IGEM:MIT/2005/Day 2 Discussion
A. Energy idea
- 1. ATP: Cells typically need as energy but might consider others cell charge carriers: electrons, protons, + chgd and –chgd ions.
- 2. V potential across membrane 10million volts/meter. # sound large because membranes so tiny, so would need lg # of cells.
- 3. How to get at inside?
- 4. Make cylindrical cells? Axons (e.g. squid axons) are large and cylindrical. Could change shape of cell: division mutants, or use large bacterial cell.
- 5. Publication of note: Nature Biotech (2003) 21:1229. Graphite anode for fuel cells on which bacteria will grow and deliver power. Deposits power on anode to collect. Cathode in another tank.
- 6. Jelly fish and eels somehow release power. How?
- 7. What about light? Luciferases. Would need 37° functioning system. TK has one from interesting system: bacterial infects nematode, nematode eats insect larvae, then feeds bacteria which glow which attracts birds to insect larvae which allows bacteria to spread.
- 8. Rhod: Photorhod is intermediate in process, bacterial analog bactereorhd/proteorh. Using light to power: uncouple proton gradient (chlorophyll) from ATP production. Could pump protons OUT to make media acidic, so if able to put a membrane around this somewhere might make gradient. Bactrhop gene in freezer (TK) but needs co-factor retinal…
B. Removing Waste using bacteria
- 1. Google find: lots of isolated strains known to do this.
- 2. Removes inorganic wastes and metals such as chromium then ppts them. TK wants to ppt gold. How much ppt would we need to make an interesting or valuable amount of gold?
- 3. Bacterial can degrade aromatic Hcarbons, really want Fluorcarbons degraded.
- 4. Finding/growing waste-removing bacteria is expensive and synthesize. Rewrite this function into E. coli?
C. Artery cleaner
- 1. Plaques: made by LDL=bad cholesterol, made in liver, bile secreted into blood stream, absorbed into gut. Could try to coat LDL receptors onto surface of bacterial cell so these would intercept secreted LDL.

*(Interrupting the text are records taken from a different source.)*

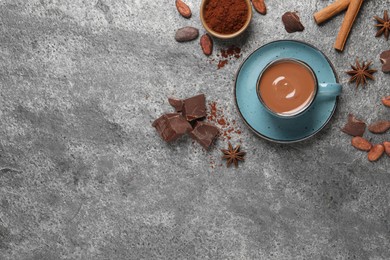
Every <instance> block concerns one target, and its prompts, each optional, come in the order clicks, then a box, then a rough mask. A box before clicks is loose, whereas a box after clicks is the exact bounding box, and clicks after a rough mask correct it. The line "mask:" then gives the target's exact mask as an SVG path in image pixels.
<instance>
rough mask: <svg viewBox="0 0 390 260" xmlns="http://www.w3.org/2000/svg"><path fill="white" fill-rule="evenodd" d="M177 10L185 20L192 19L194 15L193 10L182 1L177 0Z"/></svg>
mask: <svg viewBox="0 0 390 260" xmlns="http://www.w3.org/2000/svg"><path fill="white" fill-rule="evenodd" d="M176 9H177V11H178V12H179V14H181V16H183V17H184V18H187V19H188V18H190V17H191V15H192V12H191V9H190V7H189V6H188V5H186V4H185V3H184V2H183V1H182V0H176Z"/></svg>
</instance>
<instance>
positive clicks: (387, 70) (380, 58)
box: [380, 50, 390, 73]
mask: <svg viewBox="0 0 390 260" xmlns="http://www.w3.org/2000/svg"><path fill="white" fill-rule="evenodd" d="M380 60H381V62H382V64H383V65H382V71H383V72H384V73H389V72H390V50H388V51H384V52H382V53H381V55H380Z"/></svg>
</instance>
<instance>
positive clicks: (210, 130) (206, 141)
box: [190, 122, 219, 150]
mask: <svg viewBox="0 0 390 260" xmlns="http://www.w3.org/2000/svg"><path fill="white" fill-rule="evenodd" d="M218 134H219V129H218V127H216V126H214V125H212V124H209V123H204V122H196V125H195V128H194V130H192V132H190V136H191V137H192V138H193V139H195V140H196V141H197V142H198V143H199V144H201V145H202V146H203V147H204V148H205V149H206V150H207V149H209V147H210V146H211V145H212V143H213V141H214V139H215V138H216V137H217V136H218Z"/></svg>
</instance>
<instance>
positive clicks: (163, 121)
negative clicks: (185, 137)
mask: <svg viewBox="0 0 390 260" xmlns="http://www.w3.org/2000/svg"><path fill="white" fill-rule="evenodd" d="M152 126H154V127H155V128H156V130H157V132H158V133H159V135H160V136H161V138H162V139H163V140H164V141H165V142H172V141H174V140H176V139H178V138H179V137H181V136H182V135H184V134H186V133H188V132H190V131H191V130H192V127H191V125H190V124H189V123H188V122H187V120H185V118H184V117H183V116H182V115H181V114H178V113H170V114H164V115H162V116H161V117H159V118H157V119H156V120H155V121H154V122H153V124H152Z"/></svg>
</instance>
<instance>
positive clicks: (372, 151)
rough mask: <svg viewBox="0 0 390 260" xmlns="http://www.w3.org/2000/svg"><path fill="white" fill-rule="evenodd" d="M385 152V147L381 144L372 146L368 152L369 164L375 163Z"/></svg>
mask: <svg viewBox="0 0 390 260" xmlns="http://www.w3.org/2000/svg"><path fill="white" fill-rule="evenodd" d="M384 152H385V147H384V146H383V145H382V144H377V145H374V146H373V147H372V148H371V150H370V151H369V152H368V155H367V157H368V160H369V161H370V162H375V161H377V160H379V158H381V156H382V155H383V153H384Z"/></svg>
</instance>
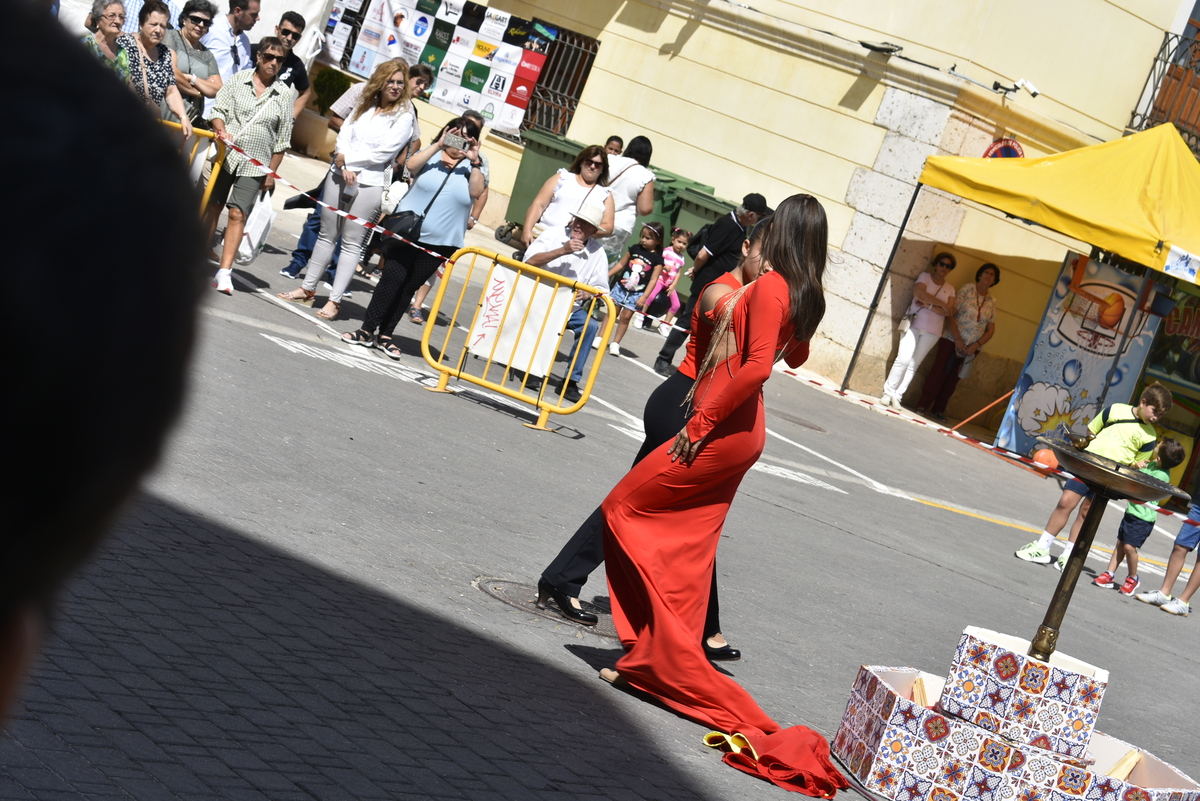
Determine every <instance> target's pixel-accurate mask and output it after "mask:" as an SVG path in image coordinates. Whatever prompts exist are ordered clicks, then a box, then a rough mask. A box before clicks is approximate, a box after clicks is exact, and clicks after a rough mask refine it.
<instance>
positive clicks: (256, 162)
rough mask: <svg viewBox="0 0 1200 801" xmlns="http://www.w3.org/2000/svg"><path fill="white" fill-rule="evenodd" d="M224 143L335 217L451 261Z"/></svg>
mask: <svg viewBox="0 0 1200 801" xmlns="http://www.w3.org/2000/svg"><path fill="white" fill-rule="evenodd" d="M222 141H224V145H226V147H228V149H229V150H233V151H235V152H239V153H241V155H242V156H245V157H246V161H248V162H250V163H251V164H253V165H254V167H257V168H259V169H260V170H263V171H264V173H266V174H268V175H270V176H271V177H274V179H275V180H276V181H278V182H280V183H283V185H284V186H289V187H292V188H293V189H295V191H296V192H299V193H300V194H302V195H305V197H306V198H308V199H310V200H312V201H313V203H316V204H317V205H318V206H322V207H323V209H329V210H330V211H332V212H334V213H335V215H338V216H341V217H344V218H346V219H348V221H350V222H352V223H355V224H359V225H362V227H364V228H366V229H367V230H377V231H379V234H380V235H382V236H390V237H391V239H394V240H396V241H397V242H403V243H404V245H408V246H409V247H415V248H416V249H418V251H420V252H421V253H428V254H430V255H433V257H437V258H438V259H440V260H442V261H449V259H446V257H444V255H442V254H440V253H434V252H433V251H430V249H427V248H424V247H421V246H420V245H418V243H416V242H410V241H408V240H407V239H404V237H403V236H401V235H400V234H395V233H392V231H390V230H388V229H386V228H384V227H383V225H380V224H379V223H374V222H371V221H370V219H364V218H362V217H355V216H354V215H352V213H349V212H346V211H342V210H341V209H338V207H337V206H331V205H330V204H328V203H325V201H324V200H318V199H317V198H314V197H312V195H311V194H308V193H307V192H305V191H304V189H301V188H300V187H299V186H296V185H295V183H293V182H292V181H289V180H287V179H286V177H283V176H282V175H280V174H278V173H275V171H272V170H271V168H270V167H269V165H268V164H264V163H263V162H260V161H258V159H257V158H254V157H253V156H251V155H250V153H247V152H246V151H245V150H242V149H241V147H239V146H238V145H235V144H233V143H232V141H229V140H228V139H223V140H222ZM440 270H442V269H440V267H439V269H438V272H439V275H440Z"/></svg>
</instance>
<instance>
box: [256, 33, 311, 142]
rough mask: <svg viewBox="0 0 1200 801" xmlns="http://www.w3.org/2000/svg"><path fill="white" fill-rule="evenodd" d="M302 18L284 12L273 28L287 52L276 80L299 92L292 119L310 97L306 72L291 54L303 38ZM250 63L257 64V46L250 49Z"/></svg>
mask: <svg viewBox="0 0 1200 801" xmlns="http://www.w3.org/2000/svg"><path fill="white" fill-rule="evenodd" d="M304 26H305V22H304V17H301V16H300V14H298V13H296V12H294V11H284V12H283V17H282V18H281V19H280V24H278V25H276V26H275V35H276V36H278V37H280V41H281V42H283V47H284V49H287V52H288V54H287V55H286V56H284V58H283V66H281V67H280V74H278V77H277V78H276V80H278V82H280V83H281V84H284V85H287V86H290V88H292V89H295V90H296V91H298V92H300V96H299V97H296V101H295V103H294V104H293V107H292V119H295V118H298V116H300V112H302V110H304V107H305V106H307V104H308V98H310V97H312V83H310V80H308V71H307V70H305V66H304V61H301V60H300V56H298V55H296V54H295V53H293V52H292V50H293V49H294V48H295V46H296V44H299V43H300V37H301V36H304ZM250 62H251V64H258V46H257V44H256V46H253V47H251V48H250Z"/></svg>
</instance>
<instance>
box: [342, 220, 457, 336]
mask: <svg viewBox="0 0 1200 801" xmlns="http://www.w3.org/2000/svg"><path fill="white" fill-rule="evenodd" d="M420 246H421V247H424V248H428V249H431V251H433V252H436V253H440V254H442V255H444V257H446V258H449V257H450V255H451V254H454V252H455V251H456V249H457V248H455V247H449V246H444V245H426V243H425V242H420ZM443 261H444V259H439V258H438V257H436V255H430V254H428V253H425V252H422V251H419V249H416V248H415V247H413V246H412V245H404V243H403V242H397V241H395V240H385V241H384V246H383V276H380V278H379V283H378V284H377V285H376V290H374V294H372V295H371V303H370V305H368V306H367V313H366V317H364V318H362V330H364V331H367V332H370V333H374V331H376V329H378V330H379V333H380V335H382V336H391V333H392V332H394V331H395V330H396V326H397V325H400V321H401V319H403V317H404V312H407V311H408V307H409V306H410V305H412V302H413V295H414V294H415V293H416V290H418V289H420V288H421V284H424V283H425V282H426V281H428V279H430V276H432V275H433V273H434V272H436V271H437V269H438V266H439V265H440V264H442V263H443Z"/></svg>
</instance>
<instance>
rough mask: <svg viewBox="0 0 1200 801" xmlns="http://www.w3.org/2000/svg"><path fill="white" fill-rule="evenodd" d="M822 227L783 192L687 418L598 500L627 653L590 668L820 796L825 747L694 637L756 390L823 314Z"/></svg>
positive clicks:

- 2.Definitely don’t want engineered cells to bind every place in body with LDL.
- 3. LPA is really bad, might want to target this.
- 4. Ethical issues for introducing bacteria into body. Put bacteria into intestines?
- 5. Constructing a cell to intercept new LDL is not the same as constructing one that will remove existing plaque from arteries.
- 6. Engineer Endothelial cells will automatically bind something so these may be good for targeting. Inject?
- 7. Body may not reject own cells. Human testing is way off but still worthwhile to spend summer working on find something that can find plaques.
D. Multivitamin Idea really complicated
E. Signal in space ~ same as swimmilator.
F. All of team seems passionate about all these things. Want more info to gauge possibility of accomplishing goal. Also want to decide. Suggestion made: Don’t be afraid of “over-research” May generate other ideas!!